Photos © Didier Constant, Kawasaki

Introduite sur le marché européen en 2012, la première mouture de la Versys 1000 s’est immédiatement démarquée dans le créneau des motos d’aventure en adoptant un quatre cylindres en ligne issu de la sportive Ninja 1000SX. Une motorisation inédite pour cette catégorie dominée par les bicylindres, voire les trois cylindres. Elle proposait un mélange subtil de dynamisme et de confort malgré un physique ingrat qui n’a pas vraiment séduit les motocyclistes de l’époque.

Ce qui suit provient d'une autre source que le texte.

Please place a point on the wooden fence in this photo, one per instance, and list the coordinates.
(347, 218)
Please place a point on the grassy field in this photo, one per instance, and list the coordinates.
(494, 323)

Remaniée en 2015, avec une allure plus sportive, la Versys 1000 s’est mutée en une excellente GT avec laquelle on peut traverser le continent en duo, en tout confort.

La version 3.0 de la Versys 1000 souffre toujours d’un problème de personnalité. Son allure renvoie des images de déserts et de sentiers de gravier qui ne correspondent pas à sa réelle vocation de routière. La Kawasaki est en réalité une voyageuse au long cours plus à l’aise sur les routes asphaltées, comme le laissent entrevoir ses roues de 17 pouces et son accastillage remodelé. Son gros réservoir de 21 litres, combiné à une consommation raisonnable de 6,0 L/100 km en usage routier, lui procure une autonomie de près de 350 km, idéale pour traverser l’Europe ou l’Amérique du Nord à vive allure, sur les routes rapides. Elle est plus dans la classe d’une Yamaha Tracer 900 GT, d’une Suzuki V-Strom 1050 XT ou d’une Ducati Multistrada que d’une BMW R1250GS, si vous voulez mon avis.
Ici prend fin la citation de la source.